B. İstinaf Sebepleri
Davalı-karşı davacı kadın vekili istinaf dilekçesinde; erkeğin kusurlu olduğunu, tanıklarının beyanlarına itibar edilmediğini, tanıklarının ziynet eşyasının kadından olmadığını ve karşı tarafın sattığını beyan etmiş olsa da işbu beyanların göz ardı edildiğini ve ziynet yönünden davanın ispatlanamadığından bahisle reddolunduğunu, oysa ki tanık beyanları ve delillere bakıldığında ziynet eşyalarının müvekkilde bulunmadığının sabit olduğunu ileri sürerek kusur belirlemesi, erkeğin kabul edilen davası, reddedilen davası ve fer'î talepleri, erkek lehine hükmedilen tazminat ve reddedilen ziynet alacağı davası yönlerinden istinaf başvurusunda bulunmuştur.
C. Gerekçe ve Sonuç
Bölge Adliye Mahkemesinin yukarıda tarih ve sayısı belirtilen kararı ile; her ne kadar İlk Derece Mahkemesince erkeğe kusur yüklenmemiş ise de dosya kapsamı ve tanık beyanlarına göre erkeğin tartışmalar sonrası kadını birkaç kez baba evine gönderdiği anlaşılmakla bu kusurlu davranışın erkeğe yüklenmesi gerektiği bu durumda boşanmanın meydana gelmesindeki olaylarda kadının ağır, erkeğin az kusurlu olduğu, hükmün kusura ilişkin gerekçesinin bu şekilde düzeltilmesi gerektiği, dava tarihinden geçerli olmak üzere kadın yararına uygun miktarda tedbir nafakasına hükmedilmesi gerekirken yazılı şekilde karar verilmesi usul ve kanuna aykırı bulunduğu gerekçesiyle istinaf başvurusunun kusur belirlemesi, kadının davasının reddi ve tedbir nafakası yönlerinden kabulü ile İlk Derece Mahkemesinin ilgili bentlerinin kaldırılarak yeniden esas hakkında hüküm kurmak suretiyle kusur gerekçesinin düzeltilmesine, kadının davasının kabulü ile tarafların 4721 sayılı Kanun'un 166 ncı maddesinin birinci fıkrası gereği boşanmalarına, kadın için dava tarihinden itibaren aylık 300,00 TL tedbir nafakasına, kadının yoksulluk nafakası ve tazminat taleplerinin reddine karar verilmiş, kadının sair istinaf taleplerinin ise esastan reddine karar verilmiştir.
V. TEMYİZ
A. Temyiz Yoluna Başvuranlar
Bölge Adliye Mahkemesinin yukarıda belirtilen kararına karşı süresi içinde taraf vekilleri temyiz isteminde bulunmuştur.
B. Temyiz Sebepleri
1.Davacı-karşı davalı erkek vekili temyiz dilekçesinde; kadının ağır ve tam kusurlu bulunmasına rağmen evlilik birliğinin temelinden sarsılmasında kusursuz olan müvekkilin, hafif kusurlu kabul edilmesinin hukuka ve hakkaniyete aykırı olduğu, kadının tam kusurlu olduğunu ileri sürerek kusur belirlemesi, kadının kabul edilen davası ve tedbir nafakası yönlerinden kararın bozulmasını talep etmiştir.

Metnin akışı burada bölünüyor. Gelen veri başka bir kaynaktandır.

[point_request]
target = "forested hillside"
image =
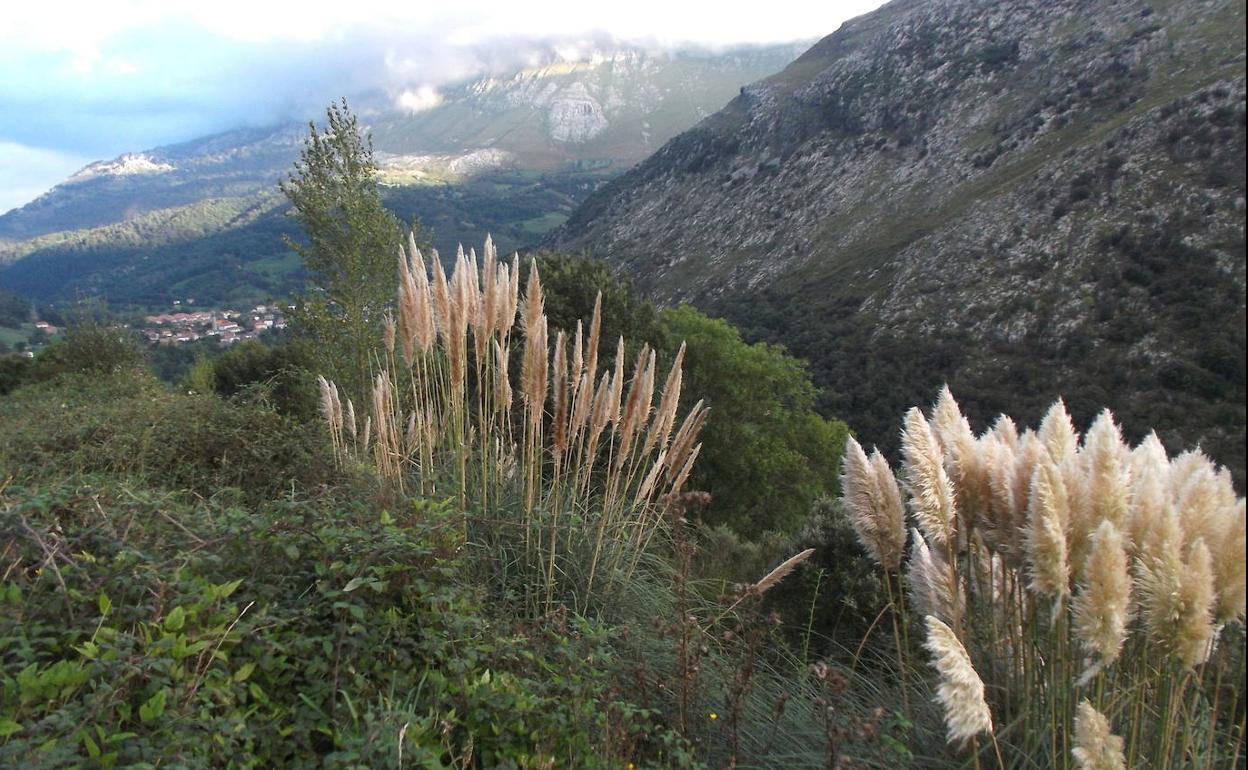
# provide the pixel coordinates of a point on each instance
(1023, 201)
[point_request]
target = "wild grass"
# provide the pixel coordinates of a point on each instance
(563, 462)
(1095, 589)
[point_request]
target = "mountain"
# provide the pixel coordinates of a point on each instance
(1018, 199)
(507, 154)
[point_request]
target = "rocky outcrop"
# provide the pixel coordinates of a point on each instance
(1023, 200)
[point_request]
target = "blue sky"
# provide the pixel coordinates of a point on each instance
(82, 81)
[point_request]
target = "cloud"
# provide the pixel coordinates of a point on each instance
(28, 172)
(418, 100)
(95, 80)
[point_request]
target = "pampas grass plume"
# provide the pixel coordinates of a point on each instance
(1047, 516)
(930, 488)
(961, 690)
(1096, 746)
(781, 572)
(1101, 609)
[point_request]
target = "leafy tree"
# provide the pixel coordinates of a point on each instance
(351, 248)
(14, 308)
(570, 285)
(766, 454)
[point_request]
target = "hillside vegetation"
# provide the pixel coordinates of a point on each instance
(1023, 201)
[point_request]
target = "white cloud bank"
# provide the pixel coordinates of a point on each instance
(30, 171)
(91, 80)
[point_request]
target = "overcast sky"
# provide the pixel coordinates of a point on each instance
(86, 80)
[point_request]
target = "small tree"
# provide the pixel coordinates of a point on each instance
(351, 250)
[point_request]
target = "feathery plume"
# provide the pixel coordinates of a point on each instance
(534, 303)
(930, 489)
(559, 419)
(932, 583)
(781, 572)
(1176, 595)
(1193, 640)
(665, 416)
(1057, 432)
(1096, 746)
(1006, 431)
(891, 526)
(961, 690)
(1108, 474)
(595, 328)
(1228, 567)
(866, 496)
(502, 381)
(1199, 504)
(962, 458)
(1101, 608)
(1047, 516)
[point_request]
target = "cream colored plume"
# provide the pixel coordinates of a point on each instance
(1096, 746)
(964, 461)
(874, 506)
(930, 488)
(1047, 516)
(1102, 607)
(1228, 567)
(1057, 432)
(932, 582)
(960, 690)
(1108, 474)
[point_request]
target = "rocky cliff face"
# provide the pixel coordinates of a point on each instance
(202, 219)
(607, 107)
(1022, 200)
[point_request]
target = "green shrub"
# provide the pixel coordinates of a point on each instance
(277, 376)
(130, 426)
(292, 635)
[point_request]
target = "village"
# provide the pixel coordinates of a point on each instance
(226, 326)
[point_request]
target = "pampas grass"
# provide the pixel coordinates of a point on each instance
(1071, 569)
(1096, 746)
(961, 690)
(585, 454)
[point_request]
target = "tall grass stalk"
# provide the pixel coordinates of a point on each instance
(1080, 574)
(569, 464)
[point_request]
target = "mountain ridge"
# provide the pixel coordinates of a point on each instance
(511, 155)
(1020, 200)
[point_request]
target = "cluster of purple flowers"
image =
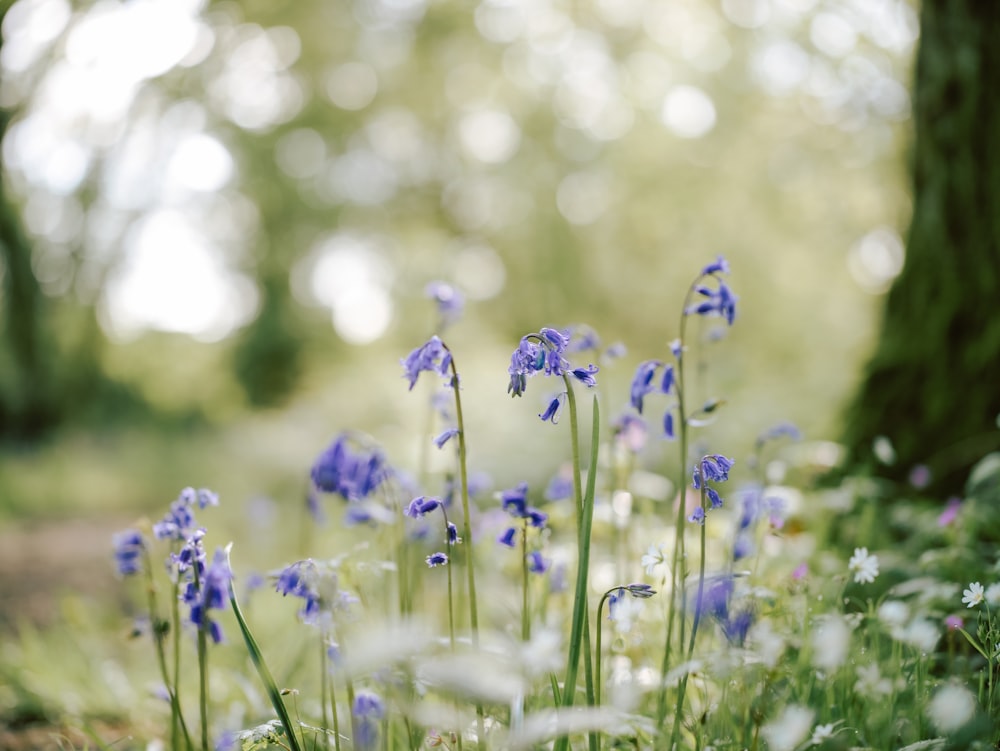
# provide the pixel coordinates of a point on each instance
(716, 602)
(545, 352)
(432, 356)
(423, 505)
(515, 502)
(351, 473)
(368, 711)
(711, 468)
(719, 301)
(206, 587)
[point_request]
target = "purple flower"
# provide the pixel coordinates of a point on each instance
(368, 710)
(508, 538)
(445, 436)
(437, 559)
(128, 545)
(450, 301)
(720, 301)
(354, 475)
(431, 356)
(551, 412)
(642, 382)
(421, 506)
(212, 595)
(179, 522)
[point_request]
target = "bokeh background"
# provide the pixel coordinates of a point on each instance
(220, 219)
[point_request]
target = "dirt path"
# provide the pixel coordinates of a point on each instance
(40, 562)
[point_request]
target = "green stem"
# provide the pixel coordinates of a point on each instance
(257, 658)
(585, 504)
(525, 602)
(202, 668)
(467, 529)
(682, 688)
(157, 626)
(676, 575)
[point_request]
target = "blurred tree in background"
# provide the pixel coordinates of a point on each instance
(232, 204)
(933, 384)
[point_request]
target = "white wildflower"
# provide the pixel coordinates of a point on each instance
(831, 640)
(974, 595)
(863, 566)
(789, 729)
(893, 613)
(993, 595)
(652, 558)
(951, 707)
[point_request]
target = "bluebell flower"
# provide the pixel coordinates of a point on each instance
(715, 467)
(450, 301)
(642, 382)
(368, 710)
(128, 546)
(354, 475)
(667, 382)
(515, 500)
(536, 563)
(437, 559)
(213, 595)
(422, 506)
(445, 436)
(720, 301)
(544, 352)
(509, 537)
(432, 356)
(551, 412)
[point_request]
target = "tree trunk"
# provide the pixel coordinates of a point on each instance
(933, 384)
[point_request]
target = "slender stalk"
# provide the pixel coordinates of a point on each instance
(525, 603)
(323, 686)
(467, 530)
(699, 606)
(676, 575)
(202, 667)
(257, 658)
(176, 718)
(586, 518)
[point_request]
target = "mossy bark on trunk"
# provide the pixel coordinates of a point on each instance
(932, 385)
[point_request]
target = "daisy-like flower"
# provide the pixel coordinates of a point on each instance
(974, 595)
(863, 565)
(652, 558)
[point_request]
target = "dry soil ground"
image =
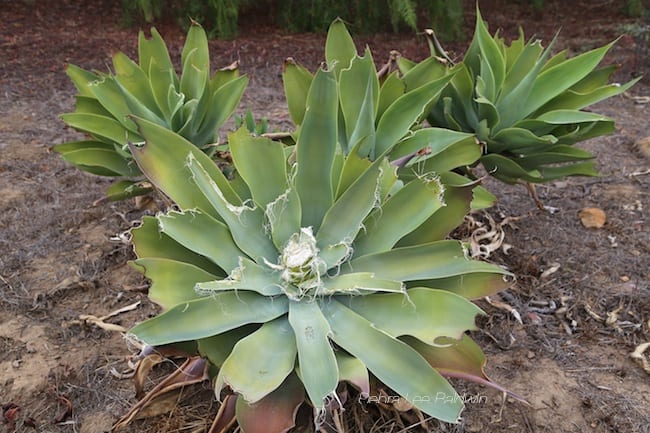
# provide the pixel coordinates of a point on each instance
(62, 257)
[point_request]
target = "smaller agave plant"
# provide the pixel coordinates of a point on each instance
(378, 109)
(195, 105)
(525, 105)
(312, 267)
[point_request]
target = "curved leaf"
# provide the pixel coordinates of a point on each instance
(260, 362)
(212, 315)
(394, 363)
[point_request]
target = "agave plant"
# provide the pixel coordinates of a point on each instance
(370, 105)
(525, 105)
(195, 105)
(314, 265)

2.Davalı-karşı davacı kadın vekili temyiz dilekçesinde; istinaf başvuru dilekçesini tekrarla; kusur belirlemesi, erkeğin kabul edilen davası, reddedilen fer'î talepleri, erkek lehine hükmedilen tazminat ve reddedilen ziynet alacağı davası yönlerinden kararın bozulmasını talep etmiştir.
C. Gerekçe
1. Uyuşmazlık ve Hukuki Nitelendirme
Uyuşmazlık, karşılıklı olarak açılan boşanma davasında taraflar arasında ortak hayatı temelinden sarsacak derecede ve birliğin devamına imkan vermeyecek nitelikte bir geçimsizlik bulunup bulunmadığı, geçimsizlik var ise kusurun kimden kaynaklandığı, tarafların davalarının kabulünün gerekip gerekmediği, nafakalar ve tazminatlar ile kadının reddedilen ziynet alacağı davası noktasında toplanmaktadır.
2. İlgili Hukuk
6100 sayılı Hukuk Muhakemeleri Kanunu’nun (6100 sayılı Kanun) 190 ıncı, 194 üncü, 369 uncu maddesinin birinci fıkrası ile 370 ve 371 inci maddeleri. 4721 sayılı Kanun’un 4 üncü, 6 ncı maddesi, 166 ncı maddesinin birinci ve ikinci fıkrası, 169 uncu maddesi, 174 üncü maddesinin birinci ve ikinci fıkraları, 175 inci maddesi, 220 nci, 222 nci, 226 ncı maddesi, 6098 sayılı Türk Borçlar Kanunu'nun 50 nci ve 51 inci maddesi.
3. Değerlendirme
1.Bölge adliye mahkemelerinin nihai kararlarının bozulması 6100 sayılı Kanun'un 371 inci maddesinde yer alan sebeplerden birinin varlığı hâlinde mümkündür.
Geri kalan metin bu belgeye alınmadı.